A Methodology for the Prediction of Extreme Precipitation in Complex Terrains: A Case Study of Central Southwest China

Author:

Lei Shiyun1,Yu Shujie2,Sun Jilin3,Wang Zhixuan34,Liao Yanzhen56

Affiliation:

1. Carbon Neutral Innovation Research Center, Xiamen University, Xiamen 361102, China

2. Polar and Marine Research Institute, College of Harbor and Coastal Engineering, Jimei University, Xiamen 361021, China

3. Key Laboratory of Physical Oceanography, Ocean University of China, Qingdao 266100, China

4. State Key Laboratory of Marine Environmental Science and College of Ocean and Earth Sciences, Xiamen University, Xiamen 361102, China

5. Fujian Provincial Key Laboratory of Disaster Weather, Fuzhou 350000, China

6. Meteorological Administration of Zhangzhou in China, Zhangzhou 363600, China

Abstract

Against the backdrop of global warming, extreme precipitation events have become more frequent. In complex terrain regions, due to the vulnerability of their ecosystems, extreme precipitation events can lead to significant secondary disasters. Utilizing daily rainfall data from the National Meteorological Information Center of China and statistical analysis, this study explores the spatial and temporal distribution of extreme precipitation in the Central Southwest China (CSC) region. The temporal pattern of extreme precipitation in CSC shows a consistent trend, while the spatial distribution reveals an opposite phase between the northern and southern parts of CSC. Based on this, we propose a new method for constructing extreme precipitation prediction models for complex terrain regions based on physical mechanisms, and take CSC area as a study case.
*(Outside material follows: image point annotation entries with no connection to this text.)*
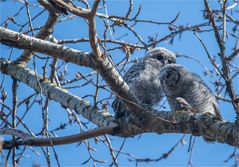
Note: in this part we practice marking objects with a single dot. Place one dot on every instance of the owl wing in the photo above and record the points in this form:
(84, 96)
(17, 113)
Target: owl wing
(130, 77)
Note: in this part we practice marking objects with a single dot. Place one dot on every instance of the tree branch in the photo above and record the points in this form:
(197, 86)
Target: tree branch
(51, 141)
(50, 90)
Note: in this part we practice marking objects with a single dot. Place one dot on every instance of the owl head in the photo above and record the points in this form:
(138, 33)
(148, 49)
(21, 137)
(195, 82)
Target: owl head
(161, 54)
(173, 76)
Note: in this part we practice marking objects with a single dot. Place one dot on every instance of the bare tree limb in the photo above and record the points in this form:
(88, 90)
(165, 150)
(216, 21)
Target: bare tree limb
(31, 141)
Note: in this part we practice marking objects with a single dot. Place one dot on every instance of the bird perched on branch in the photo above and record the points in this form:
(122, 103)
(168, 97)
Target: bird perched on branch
(142, 79)
(184, 89)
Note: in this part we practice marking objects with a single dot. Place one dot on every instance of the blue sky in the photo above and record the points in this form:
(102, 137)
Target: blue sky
(148, 145)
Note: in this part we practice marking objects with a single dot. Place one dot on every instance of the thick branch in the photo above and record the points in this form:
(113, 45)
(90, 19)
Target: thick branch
(31, 141)
(50, 90)
(19, 40)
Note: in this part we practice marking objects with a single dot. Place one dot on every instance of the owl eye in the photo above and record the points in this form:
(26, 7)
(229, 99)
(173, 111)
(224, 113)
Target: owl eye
(167, 76)
(159, 57)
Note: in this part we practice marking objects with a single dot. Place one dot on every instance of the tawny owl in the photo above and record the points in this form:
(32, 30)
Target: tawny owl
(141, 78)
(179, 84)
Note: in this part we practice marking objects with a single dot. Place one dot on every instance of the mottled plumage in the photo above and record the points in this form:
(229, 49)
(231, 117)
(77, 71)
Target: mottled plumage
(179, 84)
(141, 78)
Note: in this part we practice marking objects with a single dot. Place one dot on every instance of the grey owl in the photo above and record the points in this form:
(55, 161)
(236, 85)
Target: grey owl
(179, 84)
(141, 79)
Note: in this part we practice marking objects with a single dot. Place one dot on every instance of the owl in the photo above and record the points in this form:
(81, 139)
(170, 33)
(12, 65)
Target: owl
(183, 88)
(142, 79)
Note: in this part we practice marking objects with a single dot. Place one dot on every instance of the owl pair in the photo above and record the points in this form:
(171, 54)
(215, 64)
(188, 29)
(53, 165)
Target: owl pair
(157, 74)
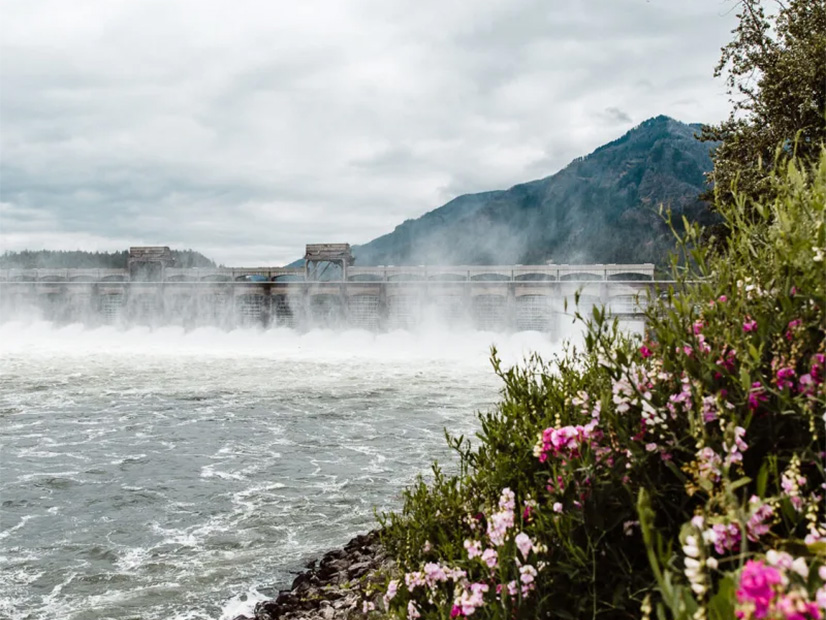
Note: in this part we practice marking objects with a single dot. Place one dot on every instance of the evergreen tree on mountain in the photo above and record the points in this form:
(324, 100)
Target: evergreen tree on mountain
(776, 78)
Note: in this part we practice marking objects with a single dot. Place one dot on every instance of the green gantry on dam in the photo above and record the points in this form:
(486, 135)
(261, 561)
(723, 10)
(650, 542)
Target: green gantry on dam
(329, 290)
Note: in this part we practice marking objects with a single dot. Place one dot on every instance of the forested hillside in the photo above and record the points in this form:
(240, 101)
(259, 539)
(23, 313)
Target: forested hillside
(53, 259)
(600, 208)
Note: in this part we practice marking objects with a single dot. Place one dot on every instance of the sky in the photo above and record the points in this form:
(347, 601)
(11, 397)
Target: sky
(245, 129)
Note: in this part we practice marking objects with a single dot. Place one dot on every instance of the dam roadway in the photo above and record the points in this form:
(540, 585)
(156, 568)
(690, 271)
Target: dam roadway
(513, 297)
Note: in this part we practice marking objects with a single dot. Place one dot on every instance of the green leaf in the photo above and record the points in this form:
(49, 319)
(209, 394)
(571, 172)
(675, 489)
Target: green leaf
(721, 605)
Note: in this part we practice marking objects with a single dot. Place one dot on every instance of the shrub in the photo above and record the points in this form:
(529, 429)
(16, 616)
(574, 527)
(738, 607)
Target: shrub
(680, 475)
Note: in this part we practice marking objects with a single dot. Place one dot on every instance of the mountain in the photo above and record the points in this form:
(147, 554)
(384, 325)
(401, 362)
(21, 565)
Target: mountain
(602, 208)
(55, 259)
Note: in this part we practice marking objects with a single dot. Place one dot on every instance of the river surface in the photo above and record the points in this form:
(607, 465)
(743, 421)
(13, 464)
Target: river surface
(164, 474)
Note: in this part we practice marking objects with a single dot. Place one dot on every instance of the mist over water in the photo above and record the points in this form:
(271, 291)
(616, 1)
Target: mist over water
(171, 473)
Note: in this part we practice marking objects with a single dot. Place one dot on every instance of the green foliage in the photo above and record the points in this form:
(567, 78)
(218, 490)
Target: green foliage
(629, 478)
(776, 76)
(78, 259)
Instead of anonymous feature selection, this method improves the accuracy and stability of the model by studying the impact of sea–air interactions on extreme precipitation and then introducing it into deep learning. It was found that the sea surface temperature (SST) anomaly in the South Indian Ocean affects extreme precipitation in the CSC by influencing uplift, atmospheric instability, and moisture. The SST anomaly also affects the intensity of cross-equatorial airflow, which changes the trajectory of the Pacific–Japan teleconnection wave and impacts extreme precipitation. These findings provide a comprehensive and reliable approach for forecasting extreme precipitation in CSC and are further integrated into the extreme precipitation prediction models.

Funder

State Key Program of National Natural Science of China

Publisher

MDPI AG

Subject

Water Science and Technology,Aquatic Science,Geography, Planning and Development,Biochemistry

Reference47 articles.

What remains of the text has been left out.